There was no trace of the faery folk whose celebrations I had disturbed last night, before bein' permitted to sit voyeur to their activities. But I did not this time feel the bereavement of their abandonment as I had before, merely a drunken sense of shared indulgence.

Such was the delirium of my semiconscious state, that it took an unnatural length of time (involvin' gettin' up, stretchin', tryin' to get my bearin's from this clearin') for me to realise that it was not nearly cold enough for snow. This beautiful, calm, mid-winter scene was a deception. The dust that floated gracefully from the sky was ash, and hinted at an altogether much less desirable natural occurrence.

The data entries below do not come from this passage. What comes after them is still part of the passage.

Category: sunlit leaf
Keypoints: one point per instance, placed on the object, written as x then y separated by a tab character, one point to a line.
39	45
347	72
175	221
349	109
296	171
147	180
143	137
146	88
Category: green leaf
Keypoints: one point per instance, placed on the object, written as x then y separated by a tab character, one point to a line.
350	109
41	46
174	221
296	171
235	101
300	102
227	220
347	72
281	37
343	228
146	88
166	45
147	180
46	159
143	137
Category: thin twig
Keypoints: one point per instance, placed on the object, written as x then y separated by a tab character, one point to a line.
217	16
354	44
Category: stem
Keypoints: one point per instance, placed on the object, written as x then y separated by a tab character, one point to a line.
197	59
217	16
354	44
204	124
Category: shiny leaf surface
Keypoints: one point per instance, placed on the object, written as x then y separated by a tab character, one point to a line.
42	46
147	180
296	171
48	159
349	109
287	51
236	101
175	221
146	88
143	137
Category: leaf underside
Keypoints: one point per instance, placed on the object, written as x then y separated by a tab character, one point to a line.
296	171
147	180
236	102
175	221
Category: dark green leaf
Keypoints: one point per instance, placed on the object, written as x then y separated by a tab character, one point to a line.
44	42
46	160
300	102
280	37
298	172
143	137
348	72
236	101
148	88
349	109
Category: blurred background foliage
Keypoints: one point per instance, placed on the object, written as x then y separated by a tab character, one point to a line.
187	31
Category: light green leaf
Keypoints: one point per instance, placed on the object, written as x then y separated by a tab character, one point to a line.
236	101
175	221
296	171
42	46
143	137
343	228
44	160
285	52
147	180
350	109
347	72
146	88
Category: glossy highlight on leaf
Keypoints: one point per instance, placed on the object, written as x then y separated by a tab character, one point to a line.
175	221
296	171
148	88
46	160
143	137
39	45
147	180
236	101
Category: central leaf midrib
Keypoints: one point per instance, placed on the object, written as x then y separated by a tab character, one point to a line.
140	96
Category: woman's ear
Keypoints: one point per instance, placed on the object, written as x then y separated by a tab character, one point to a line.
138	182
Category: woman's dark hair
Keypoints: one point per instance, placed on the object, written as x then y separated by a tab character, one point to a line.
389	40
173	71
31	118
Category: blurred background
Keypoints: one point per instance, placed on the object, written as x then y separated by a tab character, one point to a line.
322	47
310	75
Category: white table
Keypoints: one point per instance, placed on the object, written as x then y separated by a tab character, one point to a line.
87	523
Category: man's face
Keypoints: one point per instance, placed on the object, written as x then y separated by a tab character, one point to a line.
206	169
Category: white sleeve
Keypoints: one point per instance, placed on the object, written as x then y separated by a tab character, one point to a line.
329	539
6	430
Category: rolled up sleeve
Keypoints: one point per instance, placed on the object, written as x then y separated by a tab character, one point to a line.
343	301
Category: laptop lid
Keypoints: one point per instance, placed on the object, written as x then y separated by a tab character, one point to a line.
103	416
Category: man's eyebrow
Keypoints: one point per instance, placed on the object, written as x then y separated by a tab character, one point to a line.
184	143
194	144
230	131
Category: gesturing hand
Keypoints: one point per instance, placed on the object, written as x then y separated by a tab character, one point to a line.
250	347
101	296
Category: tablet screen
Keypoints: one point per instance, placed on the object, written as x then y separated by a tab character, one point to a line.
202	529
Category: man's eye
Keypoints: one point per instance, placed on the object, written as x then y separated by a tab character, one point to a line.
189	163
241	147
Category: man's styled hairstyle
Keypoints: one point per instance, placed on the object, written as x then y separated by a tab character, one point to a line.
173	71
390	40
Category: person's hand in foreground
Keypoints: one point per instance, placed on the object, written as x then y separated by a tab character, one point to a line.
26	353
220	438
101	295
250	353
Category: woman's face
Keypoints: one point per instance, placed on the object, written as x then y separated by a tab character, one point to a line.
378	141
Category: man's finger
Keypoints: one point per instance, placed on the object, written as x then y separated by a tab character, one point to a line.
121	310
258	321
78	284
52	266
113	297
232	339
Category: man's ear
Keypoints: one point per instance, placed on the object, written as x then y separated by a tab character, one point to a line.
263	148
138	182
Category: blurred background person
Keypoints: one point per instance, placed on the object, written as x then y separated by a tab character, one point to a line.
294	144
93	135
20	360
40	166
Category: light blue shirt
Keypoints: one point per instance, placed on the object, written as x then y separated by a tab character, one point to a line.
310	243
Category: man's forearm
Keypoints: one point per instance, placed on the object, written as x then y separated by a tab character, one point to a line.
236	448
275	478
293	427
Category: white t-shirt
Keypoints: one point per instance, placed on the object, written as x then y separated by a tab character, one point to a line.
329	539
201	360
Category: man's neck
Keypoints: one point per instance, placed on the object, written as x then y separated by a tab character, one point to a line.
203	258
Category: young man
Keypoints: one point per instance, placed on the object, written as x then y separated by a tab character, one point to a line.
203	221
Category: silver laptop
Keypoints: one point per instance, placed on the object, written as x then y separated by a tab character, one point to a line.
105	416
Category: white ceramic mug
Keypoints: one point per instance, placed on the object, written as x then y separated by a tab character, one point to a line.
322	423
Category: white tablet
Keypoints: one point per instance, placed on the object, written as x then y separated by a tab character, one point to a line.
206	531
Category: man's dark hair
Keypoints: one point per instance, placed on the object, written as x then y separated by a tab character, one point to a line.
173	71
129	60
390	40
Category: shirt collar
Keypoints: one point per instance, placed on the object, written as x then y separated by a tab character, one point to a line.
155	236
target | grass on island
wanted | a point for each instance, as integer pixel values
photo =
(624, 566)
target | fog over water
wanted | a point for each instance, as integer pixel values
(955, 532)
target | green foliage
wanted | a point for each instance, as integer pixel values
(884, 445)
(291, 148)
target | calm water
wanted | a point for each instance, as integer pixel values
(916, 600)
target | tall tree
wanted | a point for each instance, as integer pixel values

I climbed a tree for better perspective and my suspicions were confirmed within an instant as the tell-tale tower of black smoke stretched skyward, betrayin' the direction of the wind in an instant as the dark billows filled the heavens to the West.

I could feel my heart shovin' the blood through my veins as I rushed to catch first sight of the Cartographic Spectatulator. It's bright and multi-toned patchwork envelope now blackened with scorch startin' to take on the side closest to the crater. Sweat coated me. The closer I came to her rescue, the more my body begged me to turn around and find that gentle, cool ocean I had seen the day before. The heat was unbearable, I could not think and movement was takin' part strictly under auto pilot, but gratefully she took to the sky and away from the disaster that was set to show us why so many cultures worship these angry mountains.

I had just turned my attention to the inside of the envelope, checkin' to ensure that none of the scorchin' had come through to the inside of the cloth when the C.S. must have drifted into the surge of convection current that rushed forth from this tunnel to the heart of the world. We shot heavenwards at such a pace and turbulence that I fell to the bottom of the basket and could do nothing to remove myself from it until we had reached a new level of stillness to which I had to acclimatise.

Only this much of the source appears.